Sometimes macOS can become slow or give random crashes due to a Kernel Extension. In this case, I experienced issues after installing the Paperlike E-ink display driver. In these steps I’ll explain how to remove the Kernel Extension and resolve the issues, these steps can be applied to remove any third party Kernel Extension.

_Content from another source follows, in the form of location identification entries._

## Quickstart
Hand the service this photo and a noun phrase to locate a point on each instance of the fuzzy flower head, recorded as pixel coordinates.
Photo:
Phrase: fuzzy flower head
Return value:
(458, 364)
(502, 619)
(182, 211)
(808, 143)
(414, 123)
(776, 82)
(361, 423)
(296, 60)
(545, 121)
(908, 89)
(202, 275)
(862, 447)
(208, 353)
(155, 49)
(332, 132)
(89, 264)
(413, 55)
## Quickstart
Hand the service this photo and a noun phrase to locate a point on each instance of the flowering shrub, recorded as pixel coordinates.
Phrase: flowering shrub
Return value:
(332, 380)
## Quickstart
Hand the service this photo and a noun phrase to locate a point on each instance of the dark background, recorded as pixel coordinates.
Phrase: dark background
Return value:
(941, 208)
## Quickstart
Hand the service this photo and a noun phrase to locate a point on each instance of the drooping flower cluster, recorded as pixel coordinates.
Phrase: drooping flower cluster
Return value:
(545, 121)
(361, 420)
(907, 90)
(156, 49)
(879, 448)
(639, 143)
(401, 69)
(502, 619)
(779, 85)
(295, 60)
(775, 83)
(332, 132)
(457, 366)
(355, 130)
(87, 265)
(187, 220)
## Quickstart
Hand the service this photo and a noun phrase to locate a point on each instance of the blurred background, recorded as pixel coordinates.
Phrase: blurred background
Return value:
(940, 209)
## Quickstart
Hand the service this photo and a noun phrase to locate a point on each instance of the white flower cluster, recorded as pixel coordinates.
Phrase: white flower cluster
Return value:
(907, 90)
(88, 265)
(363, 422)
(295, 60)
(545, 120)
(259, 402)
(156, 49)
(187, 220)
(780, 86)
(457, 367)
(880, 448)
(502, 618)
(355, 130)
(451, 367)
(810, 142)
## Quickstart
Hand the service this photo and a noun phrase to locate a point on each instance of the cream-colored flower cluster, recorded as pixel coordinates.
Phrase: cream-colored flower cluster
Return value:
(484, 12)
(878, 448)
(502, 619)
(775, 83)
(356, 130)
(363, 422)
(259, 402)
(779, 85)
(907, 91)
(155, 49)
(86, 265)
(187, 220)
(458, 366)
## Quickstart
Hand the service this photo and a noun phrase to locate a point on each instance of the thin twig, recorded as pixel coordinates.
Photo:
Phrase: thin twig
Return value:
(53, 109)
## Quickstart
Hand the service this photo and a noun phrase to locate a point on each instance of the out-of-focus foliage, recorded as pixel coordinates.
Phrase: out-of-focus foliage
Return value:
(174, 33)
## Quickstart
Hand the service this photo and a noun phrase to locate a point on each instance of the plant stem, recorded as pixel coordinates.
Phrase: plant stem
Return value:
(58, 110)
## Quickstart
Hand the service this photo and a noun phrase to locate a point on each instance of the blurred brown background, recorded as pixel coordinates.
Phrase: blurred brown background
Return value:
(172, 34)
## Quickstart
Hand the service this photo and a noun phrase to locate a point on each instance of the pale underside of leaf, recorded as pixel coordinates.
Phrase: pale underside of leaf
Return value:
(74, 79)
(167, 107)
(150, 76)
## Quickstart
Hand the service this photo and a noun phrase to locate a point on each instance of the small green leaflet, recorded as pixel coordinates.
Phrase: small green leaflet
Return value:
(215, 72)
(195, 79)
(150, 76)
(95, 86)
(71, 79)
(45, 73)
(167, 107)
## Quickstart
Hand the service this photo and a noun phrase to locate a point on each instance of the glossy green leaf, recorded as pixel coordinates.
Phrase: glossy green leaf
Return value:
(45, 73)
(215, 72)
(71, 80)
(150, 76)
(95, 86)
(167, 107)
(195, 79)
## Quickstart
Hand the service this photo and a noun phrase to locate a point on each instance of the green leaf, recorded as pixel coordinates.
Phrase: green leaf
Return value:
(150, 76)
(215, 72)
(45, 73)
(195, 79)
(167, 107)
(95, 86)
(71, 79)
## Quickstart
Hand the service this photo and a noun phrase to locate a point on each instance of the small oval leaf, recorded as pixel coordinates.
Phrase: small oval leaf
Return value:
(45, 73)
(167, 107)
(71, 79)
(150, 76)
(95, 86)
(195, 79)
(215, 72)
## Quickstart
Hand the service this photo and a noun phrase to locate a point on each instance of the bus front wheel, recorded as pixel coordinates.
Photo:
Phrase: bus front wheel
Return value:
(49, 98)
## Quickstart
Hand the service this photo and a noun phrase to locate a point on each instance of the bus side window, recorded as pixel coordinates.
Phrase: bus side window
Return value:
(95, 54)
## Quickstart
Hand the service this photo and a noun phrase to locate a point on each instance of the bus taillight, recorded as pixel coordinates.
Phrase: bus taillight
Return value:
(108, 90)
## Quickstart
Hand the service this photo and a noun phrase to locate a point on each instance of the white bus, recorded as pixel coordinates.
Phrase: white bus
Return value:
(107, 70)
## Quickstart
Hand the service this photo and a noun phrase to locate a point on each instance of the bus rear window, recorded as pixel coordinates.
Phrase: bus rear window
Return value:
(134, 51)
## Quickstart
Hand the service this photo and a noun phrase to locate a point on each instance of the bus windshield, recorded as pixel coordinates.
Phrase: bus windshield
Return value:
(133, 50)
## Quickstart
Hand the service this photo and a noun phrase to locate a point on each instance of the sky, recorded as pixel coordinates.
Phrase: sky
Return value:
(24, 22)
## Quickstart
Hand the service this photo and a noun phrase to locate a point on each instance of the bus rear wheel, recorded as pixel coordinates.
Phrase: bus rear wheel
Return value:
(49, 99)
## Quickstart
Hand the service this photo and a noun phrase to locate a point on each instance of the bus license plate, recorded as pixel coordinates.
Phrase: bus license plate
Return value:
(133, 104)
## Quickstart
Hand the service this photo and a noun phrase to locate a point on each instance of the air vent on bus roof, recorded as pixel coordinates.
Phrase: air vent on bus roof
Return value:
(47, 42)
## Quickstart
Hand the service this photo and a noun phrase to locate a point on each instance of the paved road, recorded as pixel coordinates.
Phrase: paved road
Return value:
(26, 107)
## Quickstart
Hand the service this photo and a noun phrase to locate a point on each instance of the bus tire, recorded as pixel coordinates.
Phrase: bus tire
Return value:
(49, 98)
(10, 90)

Even though the Paperlike E-ink display looks great on paper (pun intended), relaxing and reducing the stress on your eyes. It has a slow refresh rate which makes it unsuitable for programming. I really wanted E-ink to work, badly. But instead of making programming more fun it became a slow a painful experience. Today I decided to uninstall the buggy driver. Unfortunately, the drivers are as experimental as the display itself and did not come with a uninstaller, which means we have to manually uninstall the driver.

Locating

Since the driver is loaded as a Kernel Extension, we need to first find where its files are located. Let's start with listing all Kernel Extensions, and since Apple obviously has a lot, we will excluding the Apple Kernel Extensions from our list:

$ kextstat | grep -v com.apple
Index Refs Wired Name (Version)
64 0 0x4f000 at.obdev.nke.LittleSnitch (4354)
115 0 0xd000 com.MyCompany.driver.UsbDisplayVideo (1.0.0d1)

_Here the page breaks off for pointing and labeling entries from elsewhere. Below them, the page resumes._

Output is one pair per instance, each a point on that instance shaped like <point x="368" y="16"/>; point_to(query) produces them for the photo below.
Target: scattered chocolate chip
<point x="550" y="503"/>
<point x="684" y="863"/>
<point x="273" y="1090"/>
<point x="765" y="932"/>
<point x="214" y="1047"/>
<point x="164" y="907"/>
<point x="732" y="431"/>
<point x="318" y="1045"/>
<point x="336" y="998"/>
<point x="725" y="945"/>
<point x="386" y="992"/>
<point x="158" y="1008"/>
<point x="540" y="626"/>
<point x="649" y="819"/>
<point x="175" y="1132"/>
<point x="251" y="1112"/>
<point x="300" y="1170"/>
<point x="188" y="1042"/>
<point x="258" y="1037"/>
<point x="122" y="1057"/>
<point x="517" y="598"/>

This shows that we have 2 non-Apple extensions loaded, at.obdev.nke.LittleSnitch and com.MyCompany.driver.UsbDisplayVideo The first one is from LittleSnitch, the second one looks like our USB Display Driver. At this point, we can see that the driver is a quick and dirty job since the developers didn’t even take the time to add a proper bundle-id and choose com.MyCompany

The next step is to find where the com.MyCompany.driver.UsbDisplayVideo Kernel Extension is located so we can remove it.

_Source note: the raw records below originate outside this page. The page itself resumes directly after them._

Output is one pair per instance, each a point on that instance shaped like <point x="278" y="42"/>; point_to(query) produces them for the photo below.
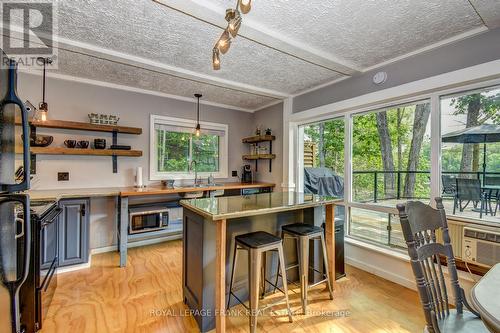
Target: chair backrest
<point x="468" y="189"/>
<point x="420" y="223"/>
<point x="492" y="180"/>
<point x="449" y="184"/>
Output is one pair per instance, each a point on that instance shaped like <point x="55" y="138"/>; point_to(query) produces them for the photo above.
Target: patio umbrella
<point x="479" y="134"/>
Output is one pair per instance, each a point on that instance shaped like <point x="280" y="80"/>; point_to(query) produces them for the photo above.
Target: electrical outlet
<point x="62" y="176"/>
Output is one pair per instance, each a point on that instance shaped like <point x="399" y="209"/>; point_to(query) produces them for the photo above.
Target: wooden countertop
<point x="132" y="191"/>
<point x="158" y="190"/>
<point x="74" y="193"/>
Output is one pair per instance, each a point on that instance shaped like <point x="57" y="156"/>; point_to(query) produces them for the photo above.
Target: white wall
<point x="73" y="101"/>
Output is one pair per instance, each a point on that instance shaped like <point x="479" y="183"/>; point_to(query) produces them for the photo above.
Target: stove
<point x="37" y="292"/>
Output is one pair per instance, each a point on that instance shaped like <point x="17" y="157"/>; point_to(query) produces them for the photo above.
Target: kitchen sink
<point x="192" y="195"/>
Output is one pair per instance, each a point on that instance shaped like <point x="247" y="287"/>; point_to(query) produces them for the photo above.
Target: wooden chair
<point x="420" y="223"/>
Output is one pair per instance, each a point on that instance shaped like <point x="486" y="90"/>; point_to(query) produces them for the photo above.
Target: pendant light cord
<point x="43" y="85"/>
<point x="198" y="111"/>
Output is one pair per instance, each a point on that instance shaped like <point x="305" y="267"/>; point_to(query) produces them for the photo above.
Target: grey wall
<point x="73" y="101"/>
<point x="469" y="52"/>
<point x="272" y="117"/>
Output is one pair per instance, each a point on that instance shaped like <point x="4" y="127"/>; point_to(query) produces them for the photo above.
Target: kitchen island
<point x="209" y="228"/>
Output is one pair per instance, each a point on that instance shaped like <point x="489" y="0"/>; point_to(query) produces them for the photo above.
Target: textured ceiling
<point x="146" y="29"/>
<point x="365" y="32"/>
<point x="84" y="66"/>
<point x="362" y="33"/>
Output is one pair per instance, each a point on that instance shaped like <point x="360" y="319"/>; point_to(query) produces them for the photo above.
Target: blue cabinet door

$ kextfind -bundle-id com.MyCompany.driver.UsbDisplayVideo
/System/Library/Extensions/UsbDisplayVideo.kext

Unloading

Now, my initial thought was to just unload the driver and then remove it. But macOS didn’t really like that and treated me with a nice kernel panic after using this command to unload the Kernel Extension:

$ sudo kextunload -b com.MyCompany.driver.UsbDisplayVideo

macOS Kernel Panic

Booting in single-user mode

To resolve this we are going to reboot our machine into single-user mode and remove the Kernel Extension from there.

  1. Shut down your Mac.
  2. Press the Power Button to start up your Mac.
  3. Immediately hold down the following keys: Command + S

Removing

After we booted in the single-user mode you will see a root prompt, here we will type these commands to first mount the disk as writable, then go into the Extensions directory and remove the UsbDisplayVideo.kext to finish up with a reboot.

$ mount -o update /
$ cd /System/Library/Extentions
$ rm -Rf UsbDisplayVideo.kext
$ reboot

Playing with Kernel Extensions can break your system and prevent you from successfully booting again. If you are unsure of the consequences please move the .kext file to a personal directory using the mv command, instead of directly removing it with rm -Rf. That way you could always revert back to the previous state by moving the .kext file back.

Verifying

Now that we removed our Kernel Extension and rebooted our machine we need to verify that our uninstall was successful. Let's list all non-Apple Kernel Extensions again and see that the com.MyCompany.driver.UsbDisplayVideo is no longer loaded:

$ kextstat | grep -v com.apple
Index Refs Wired Name (Version)
64 0 0x4f000 at.obdev.nke.LittleSnitch (4354)

As you can see, only LitteSnich is loaded and the Paperlike driver is gone.